In my last piece, I wrote about how my friend Mark has the right amount of cynicism to enhance his writing.
I think I may have the wrong amount. Not for writing, but for life.
Two weeks ago my wife Sonja and I took our daughter Molly to the beach. Sonja supervised while Molly swam. I took over when Molly toddled to the playground. When I glanced back at Sonja I saw her talking to an older man I did not know. They seemed engrossed in conversation. A couple of minutes later I looked again. It wasn’t a conversation. Sonja was on the receiving end of a monologue.
Molly scampered back to the water and I followed. We built sand castles, waded up to her waist and splashed around. When we packed up ten minutes later Sonja was still being talked at. Molly and I walked over and Sonja introduced me to the man. Probably the first words she’d spoken in fifteen minutes. He was in his seventies. Fit. Amiable. We exchanged pleasantries. I didn’t stick around.
Later, Sonja told me she’d enjoyed talking to him. He’d led a fascinating life. Military service, law enforcement, travel, successful children.
My response – “I wonder if anything he said was true?”
Sonja is kind, smart, and a good judge of character. She believed he was truthful.
I hope she’s right.
My cynicism may be a product of being a cop for almost 20 years. Or maybe I became a cop because it’s a profession where cynicism is a necessary tool. People lie to the police. Normal people. All the time. “I only had two beers officer. I’m fine to drive.” Or, “no I didn’t hit my wife, she fell and hurt herself.” Regular people sometimes do awful things, and, not surprisingly, don’t want to be arrested.
I want to believe people. Whether I’m speaking to them at work, or along a beach in Shawnigan Lake, somehow, my first instinct remains to do so. That inclination remains deep within me.
But I’ve developed a filter. A combination of gut-feeling and analytical evaluation.

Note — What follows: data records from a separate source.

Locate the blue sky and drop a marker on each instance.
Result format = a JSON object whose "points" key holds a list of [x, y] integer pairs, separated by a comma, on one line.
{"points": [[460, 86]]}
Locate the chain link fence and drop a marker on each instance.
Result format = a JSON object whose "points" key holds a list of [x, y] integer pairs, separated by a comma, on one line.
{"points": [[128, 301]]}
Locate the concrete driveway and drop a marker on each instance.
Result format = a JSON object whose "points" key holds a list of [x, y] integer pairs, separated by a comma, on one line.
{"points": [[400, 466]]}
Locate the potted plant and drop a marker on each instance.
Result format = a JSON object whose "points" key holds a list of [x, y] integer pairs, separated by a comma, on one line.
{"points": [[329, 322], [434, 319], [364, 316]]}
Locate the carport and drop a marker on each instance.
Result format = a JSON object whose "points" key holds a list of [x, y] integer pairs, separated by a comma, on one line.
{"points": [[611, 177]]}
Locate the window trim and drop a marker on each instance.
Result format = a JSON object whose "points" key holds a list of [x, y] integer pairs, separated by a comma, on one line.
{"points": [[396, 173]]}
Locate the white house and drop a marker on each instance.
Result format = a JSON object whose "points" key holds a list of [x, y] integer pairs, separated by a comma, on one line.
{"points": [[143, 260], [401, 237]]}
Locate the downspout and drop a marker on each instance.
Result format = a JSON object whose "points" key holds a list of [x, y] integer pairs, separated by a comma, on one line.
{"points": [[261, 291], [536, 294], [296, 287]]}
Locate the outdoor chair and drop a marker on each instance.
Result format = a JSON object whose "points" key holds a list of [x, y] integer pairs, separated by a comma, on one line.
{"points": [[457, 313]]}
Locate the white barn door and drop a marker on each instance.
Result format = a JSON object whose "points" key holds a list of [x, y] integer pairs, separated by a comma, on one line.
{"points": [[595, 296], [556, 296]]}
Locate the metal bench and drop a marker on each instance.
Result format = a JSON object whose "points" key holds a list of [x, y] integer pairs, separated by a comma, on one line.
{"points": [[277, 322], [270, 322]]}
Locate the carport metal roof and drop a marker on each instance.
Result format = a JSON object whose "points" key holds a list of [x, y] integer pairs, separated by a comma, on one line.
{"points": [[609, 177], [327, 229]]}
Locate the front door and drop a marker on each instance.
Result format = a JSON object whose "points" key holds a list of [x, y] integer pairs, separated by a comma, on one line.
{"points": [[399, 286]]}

It’s a necessary filter at work. It can be helpful in everyday life. But it colours the way I see the world, and I’m not sure I like that. It’s a short step from cynicism to negativity and anger.
A week later, Sonja, Molly and I were in a different park in a different city. Molly played, while we socialized with a friend.
A woman I did not know joined the conversation. A mother, she too was there with her child. I listened while this mother, and our friend talked about children, and nature.
The mother steered the conversation to how this park which we all stood on was on “stolen land” and how she struggled with explaining that concept to her daughter. The mother assumed everyone present agreed.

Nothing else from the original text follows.